Dambisa Moyo is the CEO and founder of the Mildstorm Group and author of "Winner Take All: China's Race for Resources and What it Means for the World" and "Dead Aid: Why Aid is Not Working and How There is a Better Way for Africa."
As Chinese President Xi Jinping pointedly noted in a recent meeting in Beijing with visiting Senegalese President Macky Sall, this year marks a milestone in China-Africa trading relations.
It is the year that trade between China and Africa has surpassed $200 billion, making China Africa's biggest trading partner, up from just $10 billion in 2000.
"That all stands witness to the endlessly renewed vitality of Sino-African friendship, to the scale of the potential for co-operation and the excellent outlook for the new kind of Sino-African strategic partnership," Xi told Sall.
Through a complex network of state-owned enterprises, and direct government engagement, Sino-Africa corridors represent a brisk trade in all manner of primary goods such as foodstuffs, minerals and oil.

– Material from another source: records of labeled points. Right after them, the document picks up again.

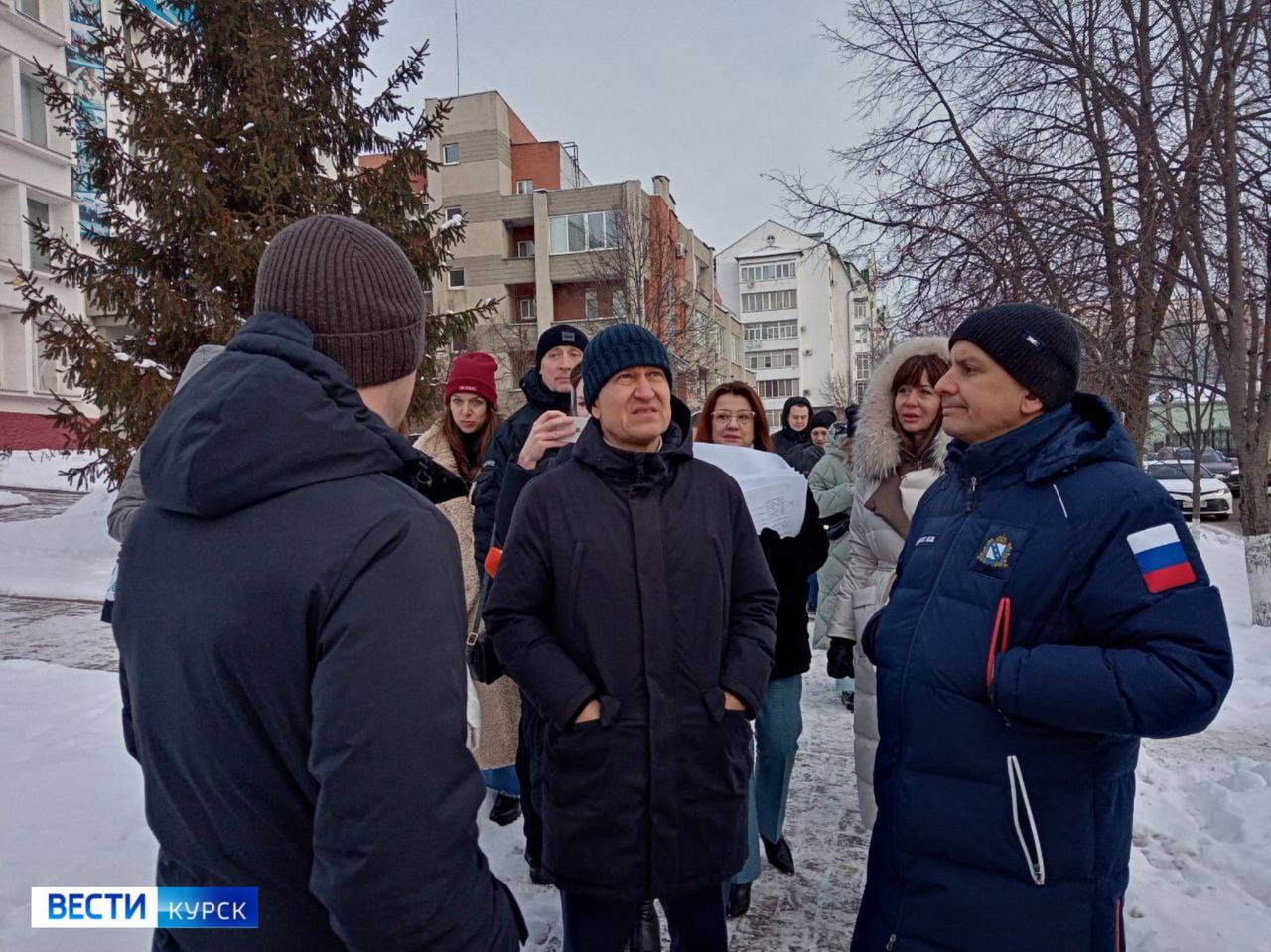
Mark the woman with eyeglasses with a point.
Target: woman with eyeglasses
(735, 416)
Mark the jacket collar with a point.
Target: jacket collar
(538, 394)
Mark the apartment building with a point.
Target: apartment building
(36, 184)
(808, 317)
(550, 245)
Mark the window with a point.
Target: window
(776, 389)
(770, 300)
(35, 125)
(771, 359)
(865, 363)
(772, 331)
(37, 211)
(593, 231)
(768, 272)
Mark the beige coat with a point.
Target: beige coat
(499, 703)
(875, 542)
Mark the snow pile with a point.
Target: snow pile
(69, 556)
(1199, 874)
(40, 470)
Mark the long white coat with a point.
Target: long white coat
(874, 544)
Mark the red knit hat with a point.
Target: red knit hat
(473, 372)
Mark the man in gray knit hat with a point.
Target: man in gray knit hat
(291, 625)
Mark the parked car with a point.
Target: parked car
(1176, 479)
(1214, 461)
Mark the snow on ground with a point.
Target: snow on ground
(69, 556)
(1201, 837)
(41, 470)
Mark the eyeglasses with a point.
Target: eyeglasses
(723, 417)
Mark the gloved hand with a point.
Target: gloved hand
(434, 481)
(839, 663)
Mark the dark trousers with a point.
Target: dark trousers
(695, 920)
(529, 774)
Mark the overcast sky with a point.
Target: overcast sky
(712, 93)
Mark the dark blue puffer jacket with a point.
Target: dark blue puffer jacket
(1004, 814)
(290, 631)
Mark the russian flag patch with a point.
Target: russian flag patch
(1162, 558)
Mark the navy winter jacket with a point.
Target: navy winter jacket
(1049, 611)
(636, 579)
(290, 631)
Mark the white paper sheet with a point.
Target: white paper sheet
(776, 492)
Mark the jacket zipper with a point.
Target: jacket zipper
(1001, 633)
(1020, 794)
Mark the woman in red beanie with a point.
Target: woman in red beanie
(458, 441)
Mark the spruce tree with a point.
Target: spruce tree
(225, 126)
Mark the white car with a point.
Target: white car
(1176, 479)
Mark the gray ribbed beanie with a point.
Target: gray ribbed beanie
(1039, 345)
(353, 288)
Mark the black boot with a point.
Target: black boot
(506, 810)
(739, 900)
(645, 932)
(779, 855)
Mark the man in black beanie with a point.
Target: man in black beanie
(291, 626)
(1049, 609)
(522, 444)
(636, 611)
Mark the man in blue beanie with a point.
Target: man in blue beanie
(1049, 609)
(636, 611)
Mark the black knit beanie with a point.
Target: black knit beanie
(1039, 345)
(558, 336)
(620, 347)
(353, 288)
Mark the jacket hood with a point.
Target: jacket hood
(267, 417)
(785, 415)
(1079, 434)
(538, 394)
(876, 449)
(623, 466)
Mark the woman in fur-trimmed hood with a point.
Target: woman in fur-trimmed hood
(898, 453)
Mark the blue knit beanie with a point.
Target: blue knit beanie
(1039, 345)
(620, 347)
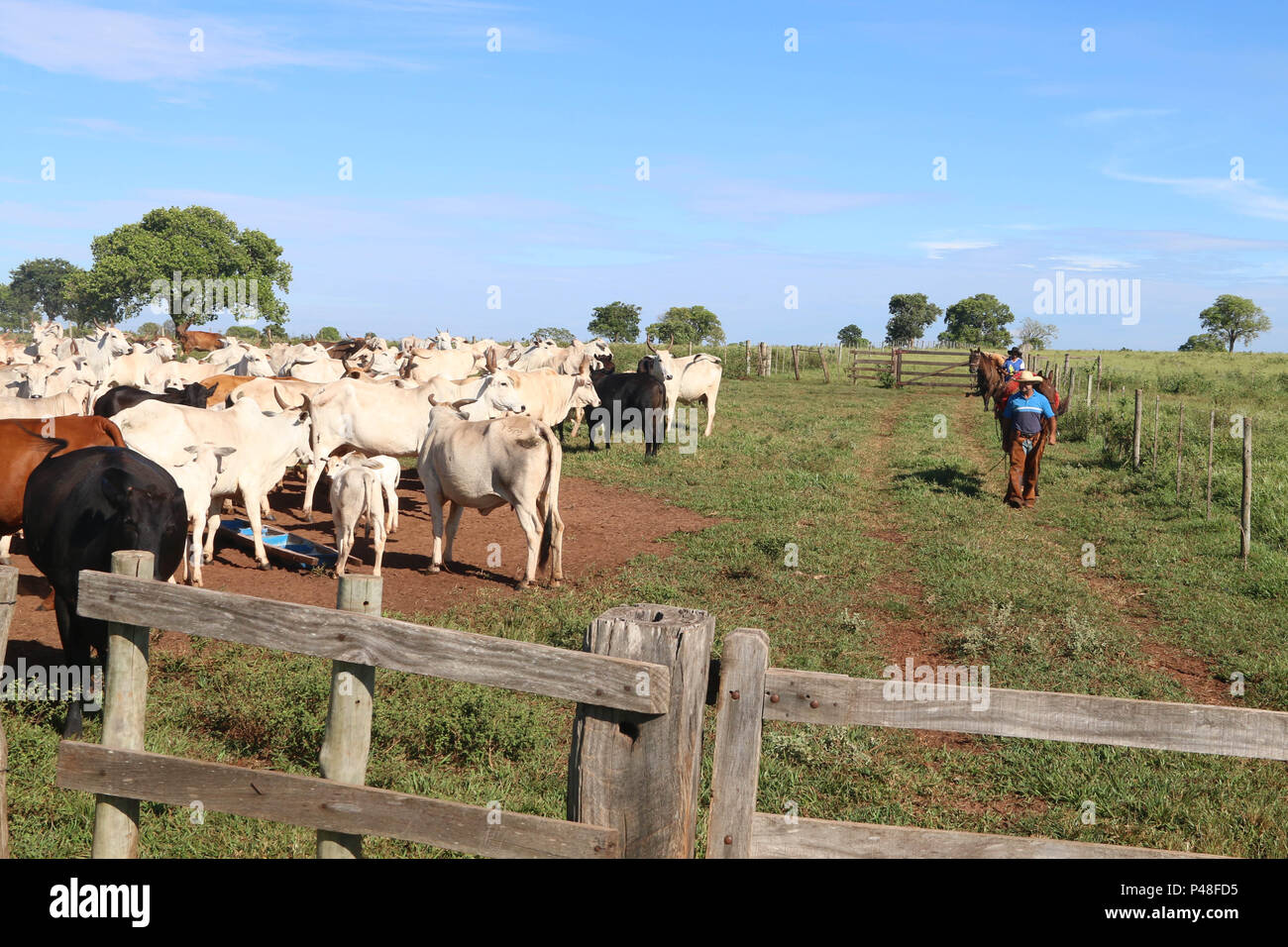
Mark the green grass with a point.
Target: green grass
(894, 528)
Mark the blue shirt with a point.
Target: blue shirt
(1028, 412)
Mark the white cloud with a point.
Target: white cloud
(134, 48)
(935, 249)
(1108, 116)
(1245, 197)
(1090, 264)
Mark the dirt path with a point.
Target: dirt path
(1128, 602)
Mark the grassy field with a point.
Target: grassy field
(905, 549)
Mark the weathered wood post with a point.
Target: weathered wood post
(1134, 434)
(1211, 445)
(640, 774)
(8, 598)
(348, 720)
(1154, 450)
(1245, 508)
(735, 761)
(116, 819)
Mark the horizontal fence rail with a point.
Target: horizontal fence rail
(316, 802)
(835, 698)
(400, 646)
(780, 836)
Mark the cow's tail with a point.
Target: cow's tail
(549, 509)
(114, 432)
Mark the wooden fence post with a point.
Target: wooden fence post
(1134, 434)
(640, 774)
(348, 720)
(8, 598)
(1211, 445)
(125, 697)
(735, 759)
(1154, 451)
(1245, 508)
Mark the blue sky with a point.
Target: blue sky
(767, 167)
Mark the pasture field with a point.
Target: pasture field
(905, 549)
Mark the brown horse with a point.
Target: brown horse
(991, 382)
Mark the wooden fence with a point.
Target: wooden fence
(640, 688)
(644, 672)
(751, 692)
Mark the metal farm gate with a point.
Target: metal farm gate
(932, 368)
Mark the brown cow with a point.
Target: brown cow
(24, 444)
(196, 341)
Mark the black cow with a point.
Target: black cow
(128, 395)
(80, 508)
(631, 401)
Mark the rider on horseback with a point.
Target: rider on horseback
(1025, 431)
(1014, 363)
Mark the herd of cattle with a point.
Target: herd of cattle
(112, 445)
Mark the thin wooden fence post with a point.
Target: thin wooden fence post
(1134, 434)
(348, 720)
(1245, 506)
(1211, 445)
(116, 819)
(639, 774)
(735, 759)
(8, 599)
(1154, 450)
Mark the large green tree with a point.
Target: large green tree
(1233, 318)
(1037, 335)
(616, 322)
(691, 324)
(46, 283)
(136, 265)
(979, 320)
(851, 337)
(1207, 342)
(911, 313)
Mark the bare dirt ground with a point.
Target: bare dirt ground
(604, 527)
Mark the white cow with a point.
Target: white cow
(356, 491)
(374, 419)
(489, 464)
(266, 445)
(694, 379)
(196, 478)
(71, 402)
(389, 472)
(423, 365)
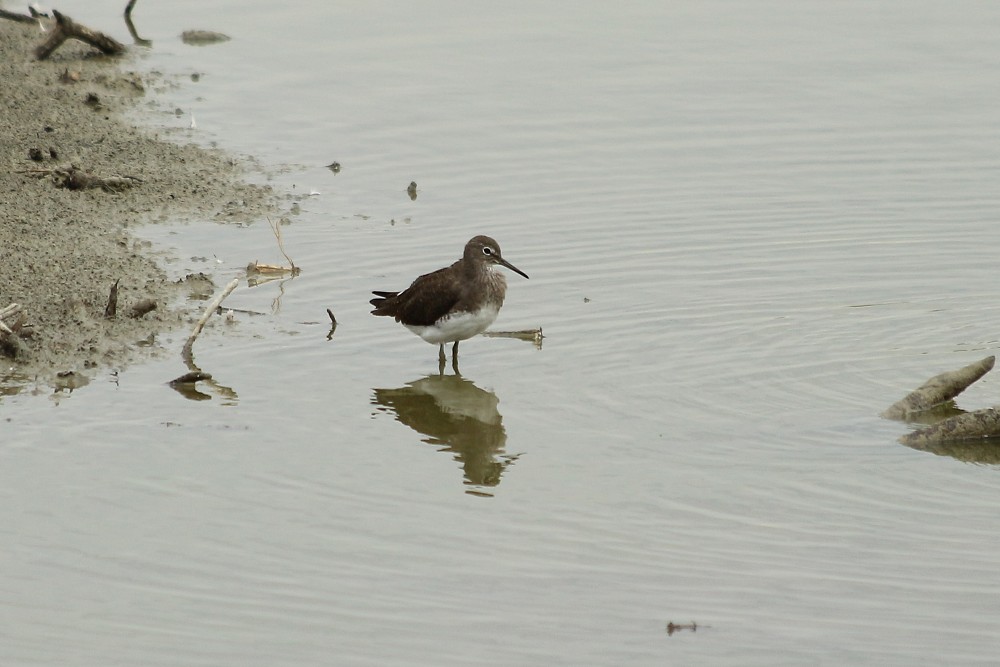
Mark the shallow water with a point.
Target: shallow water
(748, 231)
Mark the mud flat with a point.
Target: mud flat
(62, 249)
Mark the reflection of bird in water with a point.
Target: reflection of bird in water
(454, 412)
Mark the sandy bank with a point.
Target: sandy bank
(61, 250)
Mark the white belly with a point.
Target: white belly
(457, 327)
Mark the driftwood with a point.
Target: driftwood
(10, 334)
(938, 390)
(111, 309)
(66, 28)
(203, 37)
(131, 28)
(20, 18)
(967, 426)
(959, 431)
(531, 335)
(141, 307)
(73, 178)
(186, 351)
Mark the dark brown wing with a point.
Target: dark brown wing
(421, 304)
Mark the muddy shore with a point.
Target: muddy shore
(61, 250)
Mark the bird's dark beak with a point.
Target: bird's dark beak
(510, 266)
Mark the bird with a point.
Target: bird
(454, 303)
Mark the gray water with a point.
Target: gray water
(749, 228)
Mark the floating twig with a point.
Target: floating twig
(66, 28)
(186, 351)
(967, 426)
(131, 28)
(677, 627)
(938, 390)
(140, 308)
(531, 335)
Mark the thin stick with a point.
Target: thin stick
(216, 302)
(12, 309)
(111, 309)
(66, 28)
(276, 228)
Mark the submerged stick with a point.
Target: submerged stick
(216, 302)
(66, 28)
(964, 427)
(939, 389)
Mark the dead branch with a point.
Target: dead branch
(276, 228)
(111, 309)
(131, 28)
(20, 18)
(531, 335)
(66, 28)
(970, 426)
(186, 351)
(191, 378)
(140, 308)
(73, 178)
(938, 390)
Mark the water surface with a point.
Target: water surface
(749, 230)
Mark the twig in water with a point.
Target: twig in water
(276, 228)
(186, 351)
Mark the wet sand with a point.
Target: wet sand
(61, 250)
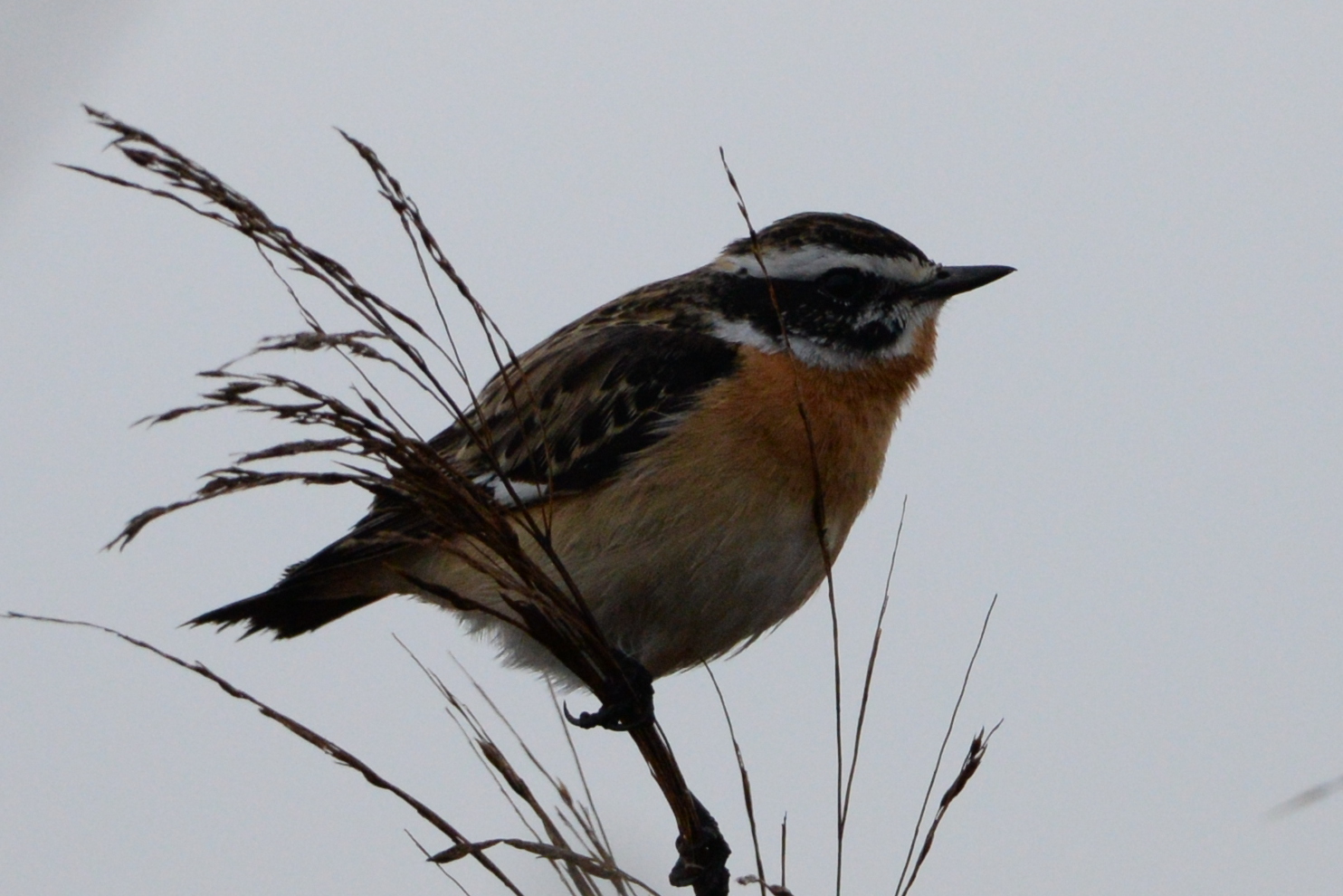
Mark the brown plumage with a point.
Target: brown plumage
(662, 438)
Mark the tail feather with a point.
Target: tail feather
(338, 579)
(285, 610)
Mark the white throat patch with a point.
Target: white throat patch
(813, 354)
(810, 262)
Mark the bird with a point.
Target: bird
(666, 445)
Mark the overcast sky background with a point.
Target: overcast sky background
(1135, 441)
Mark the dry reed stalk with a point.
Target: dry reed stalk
(377, 450)
(380, 452)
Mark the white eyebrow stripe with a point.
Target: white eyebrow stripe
(810, 262)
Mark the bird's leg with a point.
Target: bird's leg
(704, 863)
(626, 699)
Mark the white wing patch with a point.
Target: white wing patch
(527, 491)
(810, 262)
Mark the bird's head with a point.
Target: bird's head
(848, 291)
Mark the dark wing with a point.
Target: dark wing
(586, 405)
(583, 405)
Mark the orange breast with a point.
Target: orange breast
(752, 422)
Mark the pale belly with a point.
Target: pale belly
(672, 582)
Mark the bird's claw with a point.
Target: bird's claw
(704, 863)
(627, 701)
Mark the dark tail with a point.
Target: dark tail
(285, 610)
(336, 580)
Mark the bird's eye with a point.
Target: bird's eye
(841, 282)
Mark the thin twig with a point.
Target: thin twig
(866, 680)
(746, 779)
(325, 745)
(942, 749)
(968, 766)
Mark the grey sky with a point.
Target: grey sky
(1135, 440)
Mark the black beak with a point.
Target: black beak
(952, 281)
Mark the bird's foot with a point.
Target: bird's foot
(704, 863)
(626, 699)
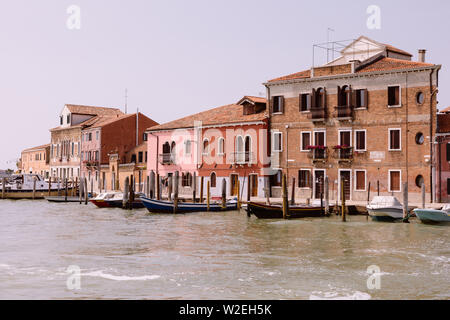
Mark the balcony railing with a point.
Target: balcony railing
(242, 157)
(166, 158)
(318, 154)
(344, 112)
(318, 114)
(344, 154)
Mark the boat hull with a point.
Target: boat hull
(158, 206)
(386, 214)
(28, 194)
(430, 216)
(263, 211)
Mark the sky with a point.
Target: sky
(179, 57)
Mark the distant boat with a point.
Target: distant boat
(115, 202)
(101, 200)
(159, 206)
(432, 216)
(20, 186)
(264, 211)
(385, 208)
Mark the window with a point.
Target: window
(420, 98)
(361, 98)
(360, 177)
(187, 147)
(448, 152)
(360, 140)
(394, 181)
(305, 102)
(278, 104)
(305, 138)
(394, 140)
(420, 138)
(304, 178)
(277, 142)
(213, 180)
(186, 180)
(221, 146)
(419, 181)
(275, 179)
(394, 96)
(205, 147)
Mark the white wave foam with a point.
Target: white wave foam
(101, 274)
(357, 295)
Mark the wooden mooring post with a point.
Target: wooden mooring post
(201, 189)
(224, 193)
(285, 197)
(344, 219)
(293, 192)
(327, 195)
(66, 190)
(4, 188)
(194, 187)
(405, 203)
(126, 193)
(208, 195)
(34, 188)
(175, 193)
(423, 195)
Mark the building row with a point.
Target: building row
(367, 119)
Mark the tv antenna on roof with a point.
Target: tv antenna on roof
(328, 42)
(126, 100)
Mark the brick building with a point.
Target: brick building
(36, 160)
(442, 159)
(224, 143)
(65, 146)
(367, 117)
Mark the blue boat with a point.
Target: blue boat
(160, 206)
(432, 216)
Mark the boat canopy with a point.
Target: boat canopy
(385, 201)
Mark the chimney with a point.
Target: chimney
(422, 55)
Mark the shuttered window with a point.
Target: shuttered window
(394, 179)
(360, 180)
(304, 179)
(394, 139)
(394, 96)
(360, 140)
(306, 141)
(278, 104)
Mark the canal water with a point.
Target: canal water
(135, 255)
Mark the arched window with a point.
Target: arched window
(205, 147)
(221, 146)
(239, 149)
(187, 147)
(213, 180)
(248, 148)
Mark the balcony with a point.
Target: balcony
(344, 113)
(343, 153)
(166, 158)
(318, 114)
(243, 157)
(318, 153)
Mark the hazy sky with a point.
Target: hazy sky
(179, 57)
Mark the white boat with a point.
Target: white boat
(20, 186)
(433, 216)
(385, 208)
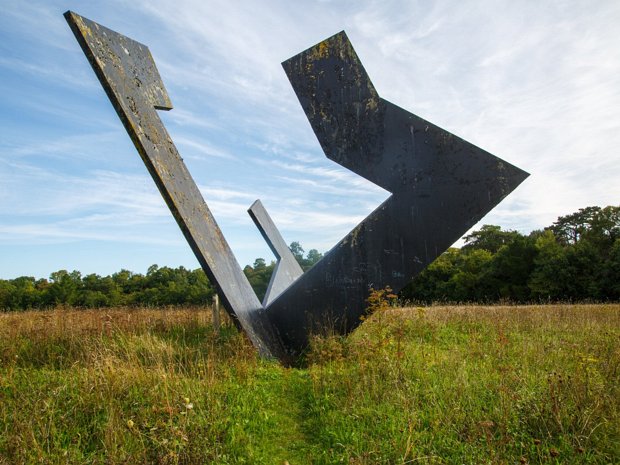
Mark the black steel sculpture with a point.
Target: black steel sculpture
(441, 185)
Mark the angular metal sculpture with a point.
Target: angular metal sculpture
(441, 185)
(287, 269)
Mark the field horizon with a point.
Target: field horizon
(438, 384)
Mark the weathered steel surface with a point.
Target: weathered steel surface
(287, 270)
(441, 185)
(128, 74)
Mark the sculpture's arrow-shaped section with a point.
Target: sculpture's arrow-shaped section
(287, 270)
(441, 186)
(128, 74)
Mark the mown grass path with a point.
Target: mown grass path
(536, 384)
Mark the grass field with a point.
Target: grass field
(535, 384)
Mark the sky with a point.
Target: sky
(535, 83)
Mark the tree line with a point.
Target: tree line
(575, 259)
(160, 286)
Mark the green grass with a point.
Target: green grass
(537, 384)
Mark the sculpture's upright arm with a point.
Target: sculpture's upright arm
(130, 78)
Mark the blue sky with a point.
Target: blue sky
(535, 83)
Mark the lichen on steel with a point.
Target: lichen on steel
(440, 186)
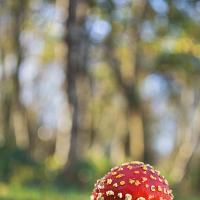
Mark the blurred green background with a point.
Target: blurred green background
(88, 84)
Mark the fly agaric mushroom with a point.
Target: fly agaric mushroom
(132, 181)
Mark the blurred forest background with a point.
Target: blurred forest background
(89, 84)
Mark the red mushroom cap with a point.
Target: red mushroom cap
(132, 181)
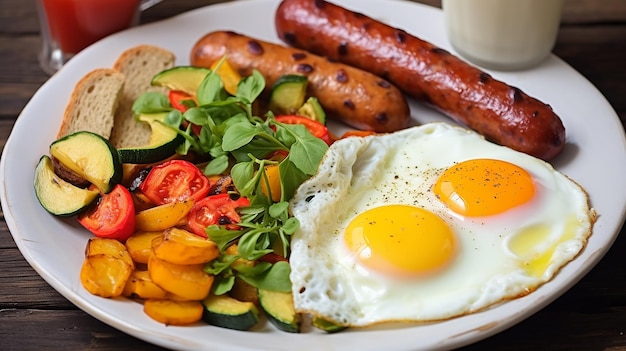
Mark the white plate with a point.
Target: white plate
(595, 157)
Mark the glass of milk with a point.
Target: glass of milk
(503, 34)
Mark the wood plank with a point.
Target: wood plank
(33, 329)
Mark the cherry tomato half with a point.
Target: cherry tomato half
(113, 217)
(177, 100)
(316, 128)
(175, 180)
(215, 209)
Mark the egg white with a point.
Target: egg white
(358, 174)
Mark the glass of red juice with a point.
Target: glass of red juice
(69, 26)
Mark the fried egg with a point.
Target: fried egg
(429, 223)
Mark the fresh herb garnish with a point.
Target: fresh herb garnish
(234, 140)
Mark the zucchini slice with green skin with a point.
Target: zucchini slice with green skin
(326, 325)
(57, 196)
(226, 312)
(163, 143)
(278, 307)
(288, 94)
(181, 78)
(90, 156)
(313, 110)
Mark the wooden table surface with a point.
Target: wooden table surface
(590, 316)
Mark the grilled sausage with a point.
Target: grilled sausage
(359, 99)
(502, 113)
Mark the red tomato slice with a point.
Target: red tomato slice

It is not just Africa, where China's trading mettle is being felt. Today China is the largest trading partner of emerging countries as disparate and far-flung as Brazil, India, Russia and South Africa. With as many as 64 countries forecasted to have a high risk of social and political unrest in 2014 -- more than at any other time in the past decade -- Chinese trade flows are not only a welcome investment in the global growth and poverty reduction agenda, but they can also play an enormous impact in staving off civil unrest and instability by creating local job opportunities for the poorest around the world.
Over the last decade across Africa, and beyond, China's foray beyond her borders has rested on powerful three-pronged approach of trade, foreign direct investment, and aid largesse, which although declining in importance, remains sizeable.
It is these substantial flows that have placed China firmly at the helm of the discourse of economic development in many emerging economies. For example, estimates from my own country of origin, Zambia, indicate that Chinese foreign flows (roughly US$2 billion last year) account for at 10 percent of the country's GDP; and a significant proportion of government purse. This leaves Zambian policymakers, and others elsewhere, the impression that China will play an ever-expanding role in driving economic growth and reducing global poverty, and less so traditional development partners (such as developed countries and multilateral institutions).
Since 90 percent of the world's population lives in the developing world, China's imprimatur in global trade and investment is of particular importance across the largest emerging market economies, with populations over 50 million, where growth has stalled markedly from the high single digits/even double digit GDP registered in recent decades. All of Argentina, Brazil, Colombia, India, Indonesia, Mexico, Russia, South Africa, Turkey and Venezuela, are forecasted to grow at around 3 percent growth this year, falling well below the 7 percent mark international development agencies deem necessary to make a meaningful dent in poverty.
Thus policymakers in these countries, and others too, turn to China to help combat many of the hallmarks of economies in transition, such as dilapidated and non-existent infrastructure, stubborn unemployment, particularly among the youth, and woefully inadequate social services in education and health.
According to the Heritage Foundations' Investment tracker, 2013 saw approximately U.S. $85 billion of Chinese foreign investment distributed across the world. While it is true that in prior years China's investment has traditionally tended to be skewed towards natural resource sectors, there is now notable diversification across the country's investment portfolio. China's investments are legendary and her strategy, not just across regions, but also sectors as disparate as real estate, banking, finance, insurance, logistics and retail is striking.
More generally, China's worldwide infrastructure build-out has delivered the full complement of roads, ports, railways, airports and power stations; showing an eagerness to invest in infrastructure even where the private sector tends to be deterred due to relatively low return profile and project maturities that can run over 50 years. Relying on China to finance development and combat these trenchant problems bears significant risks. After all, it is no secret that China's economic growth profile has slowed considerably, and now rests below recent historic highs (albeit to around 7 percent per annum). Moreover, significant challenges remain around restructuring an economy that is now feeling the weight of an enormous debt burden, and a property bubble which could set back its own growth trajectory. A China slowdown could also be the basis of for a change in policy stance from one of outward investment to capital being redirected back home. Such an about-face would leave many countries vulnerable and set back many countries' development agendas.
China's outward strategy is also not without its controversies. Accusations of dumping, price fixing, neo-colonialism, and use of prisoners in key investment projects are well-known, if often hard to prove. These critiques suggest that the trend towards an equilibrium in which global flows are defined by China will not be linear or costless, but fraught with challenges.
On balance, and for now, however, China remains a potent economic growth engine and a crucially important catalyst for poverty reduction across the world, and this is likely to remain true over the next decade. And regions such as Africa, home to the largest amount of untilled arable land left on earth, have much to gain from cooperation and engagement with China.